Judge bars government from ‘wholesale’ search of Washington Post reporter’s seized devices


WASHINGTON (AP) — Federal authorities are barred from conducting an “unsupervised, wholesale search” of electronic devices that they seized from a Washington Post reporter’s Virginia home while investigating allegations that a Pentagon contractor illegally leaked classified information to the journalist, a magistrate judge ruled Tuesday.

U.S. Magistrate Judge William Porter said he will independently review the contents of Post reporter Hannah Natanson’s devices instead of allowing a Justice Department “filter team” to perform a search. He denied the newspaper’s request for an order requiring the government to immediately return the devices to its reporter.

Porter said he balanced the need to protect Natanson’s free speech rights with the government’s duty to safeguard top secret national security information.
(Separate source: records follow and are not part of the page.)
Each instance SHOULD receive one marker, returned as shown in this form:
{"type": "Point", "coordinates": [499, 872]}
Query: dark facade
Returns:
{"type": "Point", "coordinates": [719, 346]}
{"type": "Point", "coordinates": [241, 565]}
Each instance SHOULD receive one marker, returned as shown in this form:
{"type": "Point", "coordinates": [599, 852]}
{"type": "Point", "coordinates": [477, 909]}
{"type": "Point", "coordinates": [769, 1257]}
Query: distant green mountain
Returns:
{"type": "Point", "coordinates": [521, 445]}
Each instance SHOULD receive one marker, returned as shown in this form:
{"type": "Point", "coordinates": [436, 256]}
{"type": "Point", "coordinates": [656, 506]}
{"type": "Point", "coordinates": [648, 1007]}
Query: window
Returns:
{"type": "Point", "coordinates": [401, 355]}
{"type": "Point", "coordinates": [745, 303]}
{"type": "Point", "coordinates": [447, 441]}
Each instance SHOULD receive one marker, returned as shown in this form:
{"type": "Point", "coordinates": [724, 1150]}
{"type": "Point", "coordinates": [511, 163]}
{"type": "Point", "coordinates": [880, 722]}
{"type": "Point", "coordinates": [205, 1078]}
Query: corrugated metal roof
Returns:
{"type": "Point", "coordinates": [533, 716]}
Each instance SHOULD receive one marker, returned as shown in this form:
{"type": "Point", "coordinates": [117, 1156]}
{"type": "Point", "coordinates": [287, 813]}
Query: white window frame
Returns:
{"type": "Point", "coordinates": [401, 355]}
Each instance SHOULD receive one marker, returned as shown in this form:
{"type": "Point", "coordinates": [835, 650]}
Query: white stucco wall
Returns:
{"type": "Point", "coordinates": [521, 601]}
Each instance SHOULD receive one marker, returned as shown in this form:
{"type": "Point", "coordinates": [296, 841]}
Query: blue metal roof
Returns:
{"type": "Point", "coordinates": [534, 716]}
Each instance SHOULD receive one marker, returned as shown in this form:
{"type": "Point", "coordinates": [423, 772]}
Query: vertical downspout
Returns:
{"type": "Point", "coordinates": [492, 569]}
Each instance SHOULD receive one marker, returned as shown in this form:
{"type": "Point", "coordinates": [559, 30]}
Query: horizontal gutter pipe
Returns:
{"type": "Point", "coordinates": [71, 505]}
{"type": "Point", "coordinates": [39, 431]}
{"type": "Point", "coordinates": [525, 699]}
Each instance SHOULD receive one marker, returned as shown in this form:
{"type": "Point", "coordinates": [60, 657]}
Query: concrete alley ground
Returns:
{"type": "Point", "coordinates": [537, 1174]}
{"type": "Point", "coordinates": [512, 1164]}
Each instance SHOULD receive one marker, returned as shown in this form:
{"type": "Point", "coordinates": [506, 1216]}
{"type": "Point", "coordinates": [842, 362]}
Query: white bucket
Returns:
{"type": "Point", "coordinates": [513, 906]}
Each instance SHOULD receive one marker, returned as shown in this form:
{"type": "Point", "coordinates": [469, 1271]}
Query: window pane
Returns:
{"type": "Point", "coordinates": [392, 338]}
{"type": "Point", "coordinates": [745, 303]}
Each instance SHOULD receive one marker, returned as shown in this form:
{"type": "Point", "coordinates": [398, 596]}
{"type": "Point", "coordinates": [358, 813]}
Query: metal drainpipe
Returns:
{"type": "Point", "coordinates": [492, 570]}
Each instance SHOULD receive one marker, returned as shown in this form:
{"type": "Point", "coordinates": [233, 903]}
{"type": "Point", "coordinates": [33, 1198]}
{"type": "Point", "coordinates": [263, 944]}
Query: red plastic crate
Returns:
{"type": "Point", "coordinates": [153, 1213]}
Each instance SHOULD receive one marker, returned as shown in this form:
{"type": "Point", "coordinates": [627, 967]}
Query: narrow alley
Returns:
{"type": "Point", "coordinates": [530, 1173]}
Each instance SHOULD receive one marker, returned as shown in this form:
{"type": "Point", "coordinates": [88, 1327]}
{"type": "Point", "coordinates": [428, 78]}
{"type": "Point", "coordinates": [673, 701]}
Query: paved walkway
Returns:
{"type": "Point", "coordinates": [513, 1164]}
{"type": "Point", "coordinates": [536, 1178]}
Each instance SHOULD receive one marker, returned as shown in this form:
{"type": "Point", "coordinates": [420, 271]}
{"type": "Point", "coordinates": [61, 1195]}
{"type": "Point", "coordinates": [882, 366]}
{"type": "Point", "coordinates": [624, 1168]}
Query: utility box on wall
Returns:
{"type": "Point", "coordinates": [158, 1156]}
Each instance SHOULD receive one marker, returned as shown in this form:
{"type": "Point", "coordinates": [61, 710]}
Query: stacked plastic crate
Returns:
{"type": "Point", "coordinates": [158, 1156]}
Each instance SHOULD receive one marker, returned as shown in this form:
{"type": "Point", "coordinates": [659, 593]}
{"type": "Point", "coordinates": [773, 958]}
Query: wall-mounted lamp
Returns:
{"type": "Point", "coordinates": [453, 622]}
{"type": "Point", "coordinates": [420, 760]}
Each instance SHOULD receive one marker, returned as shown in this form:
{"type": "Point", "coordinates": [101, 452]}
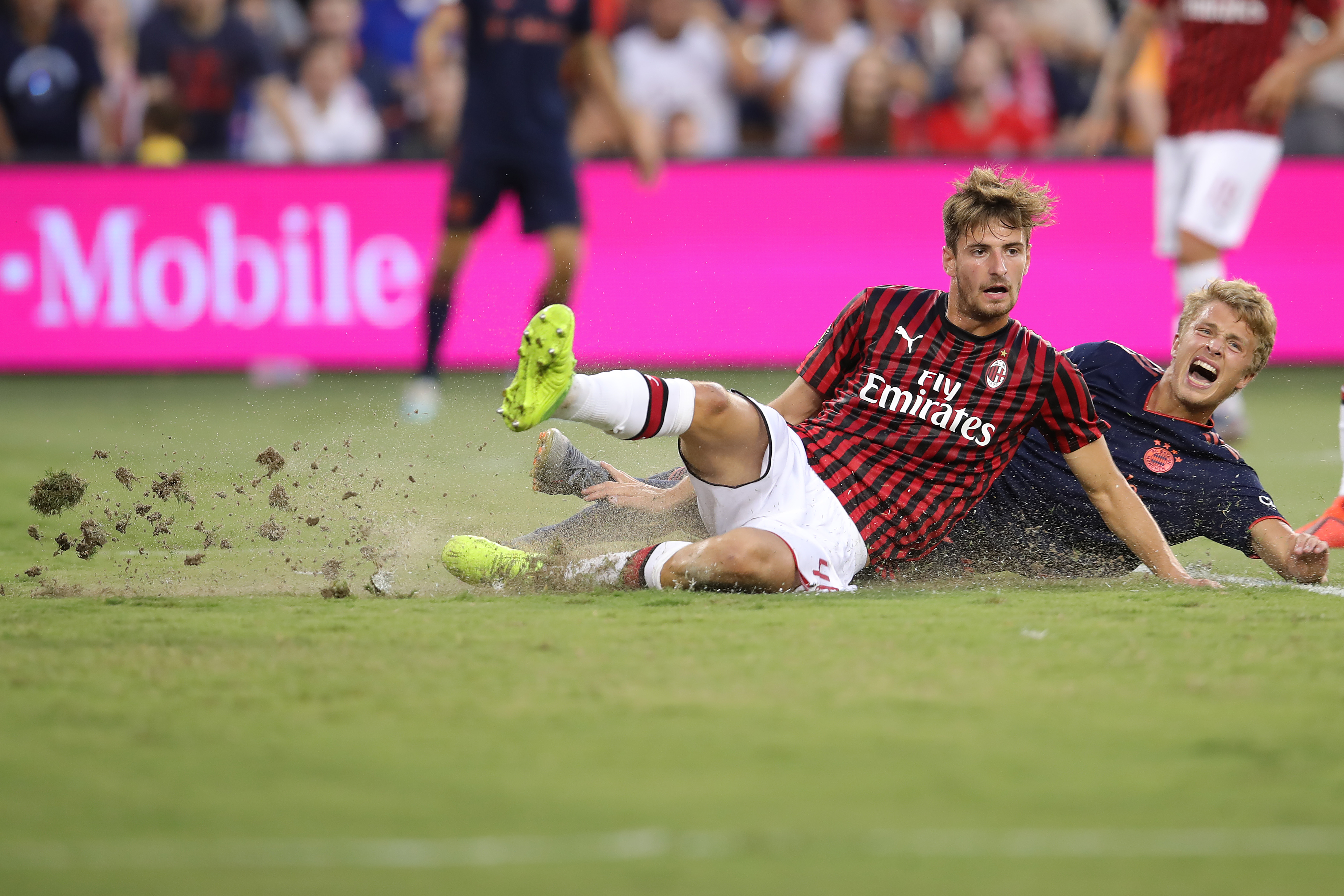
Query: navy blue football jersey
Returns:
{"type": "Point", "coordinates": [1038, 519]}
{"type": "Point", "coordinates": [514, 49]}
“The Court finds that seizing the totality of a reporter’s electronic work product, including tools essential to ongoing newsgathering, constitutes a restraint on the exercise of First Amendment rights,” he wrote.

The case has drawn national attention and scrutiny from press freedom advocates who say it reflects a more aggressive posture by the Justice Department toward leak investigations involving journalists.

Federal agents seized a phone, two laptops, a recorder, a portable hard drive and a Garmin smart watch when they searched Natanson’s home in Alexandria, Virginia, on Jan. 14. Last month, Porter agreed to temporarily bar the government from reviewing any material from Natanson’s devices.

Pentagon contractor Aurelio Luis Perez-Lugones was arrested on Jan. 8 and charged with unauthorized removal and retention of classified documents. Perez-Lugones is accused of taking home printouts of classified documents from his workplace and later passing them to Natanson.

The newspaper’s attorneys accused authorities of violating legal safeguards for journalists and trampling on Natanson’s First Amendment rights.

Justice Department attorneys argued that the government is entitled to keep the seized material because it contains evidence in an ongoing investigation with national security implications.